From the turn of the century, as psychoanalysis intruded itself into the awareness of thinking men, the inevitable detractors, from a multitude of motivations, hoped to discover that Freud was a degenerate libertine whose alleged discoveries were a pseudoscientific justification of his dissolute habits. They found, in fact, a serious scholar, and exemplary father, husband and citizen. Dr. Sachs' intimate account of three and a half decades of close association and collaboration with Freud presents nothing to alter the bare outline of this fact, but it brings to life the personality and spirit of a great man.
Many people have never given up their fond hope that the man whose works created sensation after sensation, whose very name had become a catchword of offense to their tender moralities, would someday be found living in the midst of stirring adventures—adventures, of course, in the erotic line. They have so far been cruelly disappointed and neither this nor any other truthful book will begin to alleviate their feelings. All I have to offer are some character traits which are too human for the storybook pattern, just a few of those peculiarities by which a face is distinguished favorably from a plaster cast.
This volume is a work of love. The author states his position with disarming candor.

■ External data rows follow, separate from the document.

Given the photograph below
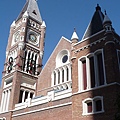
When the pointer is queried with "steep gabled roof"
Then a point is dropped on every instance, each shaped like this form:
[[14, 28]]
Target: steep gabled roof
[[32, 9], [96, 23]]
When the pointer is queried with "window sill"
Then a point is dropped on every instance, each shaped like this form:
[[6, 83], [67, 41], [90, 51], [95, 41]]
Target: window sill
[[98, 112]]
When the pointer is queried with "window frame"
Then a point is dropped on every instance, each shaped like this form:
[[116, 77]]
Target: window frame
[[80, 71]]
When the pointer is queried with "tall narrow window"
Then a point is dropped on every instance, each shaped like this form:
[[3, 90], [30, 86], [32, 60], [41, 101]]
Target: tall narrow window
[[20, 96], [31, 95], [98, 105], [28, 62], [67, 73], [54, 78], [89, 107], [100, 69], [92, 72], [24, 60], [58, 77], [62, 75], [26, 95], [84, 74]]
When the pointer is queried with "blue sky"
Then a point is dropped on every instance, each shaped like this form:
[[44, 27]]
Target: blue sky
[[61, 17]]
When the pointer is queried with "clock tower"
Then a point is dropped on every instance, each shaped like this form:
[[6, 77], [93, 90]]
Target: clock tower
[[24, 54]]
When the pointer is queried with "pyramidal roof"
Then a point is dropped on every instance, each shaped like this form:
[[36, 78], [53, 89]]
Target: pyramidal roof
[[96, 24], [32, 9]]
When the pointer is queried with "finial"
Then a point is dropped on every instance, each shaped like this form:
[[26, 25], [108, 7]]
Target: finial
[[105, 12], [74, 29], [98, 7]]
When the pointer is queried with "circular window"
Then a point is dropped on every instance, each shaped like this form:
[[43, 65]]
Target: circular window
[[64, 59]]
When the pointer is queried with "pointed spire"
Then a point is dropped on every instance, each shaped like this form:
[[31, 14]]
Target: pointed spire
[[43, 25], [31, 8], [106, 19], [13, 24], [74, 35], [96, 24]]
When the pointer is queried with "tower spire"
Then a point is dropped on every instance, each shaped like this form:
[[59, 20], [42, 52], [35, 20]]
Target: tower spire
[[31, 8]]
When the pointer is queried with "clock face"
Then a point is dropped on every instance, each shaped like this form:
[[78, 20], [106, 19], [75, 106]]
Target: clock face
[[33, 38], [17, 36]]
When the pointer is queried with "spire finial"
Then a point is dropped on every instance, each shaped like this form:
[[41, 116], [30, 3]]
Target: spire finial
[[105, 12], [98, 7], [74, 29]]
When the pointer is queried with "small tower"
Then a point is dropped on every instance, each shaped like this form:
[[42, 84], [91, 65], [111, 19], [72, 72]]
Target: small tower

In a certain sense this could be called a piece of my autobiography since it concerns the personality of the man who was, and still is, a part—and certainly the most important and absorbing part—of my life. The rest of my life, whatever I may think of it, would hardly seem important to the world in general. My first opening of the Traumdeutung … was the moment of destiny for me—like meeting the femme fatal, only with a decidedly favorable result. Up to that time I had been a young man who was supposedly studying law but not living up to the supposition—a type common enough in Vienna at the turn of the century. When I finished the book, I had found the one thing worth while for me to live for; many years later I discovered that it was also the only thing I could live by.
The words 'master' and 'disciple' as applied to friendly association, professional study and collaboration with a great man, have a strange sound to American ears.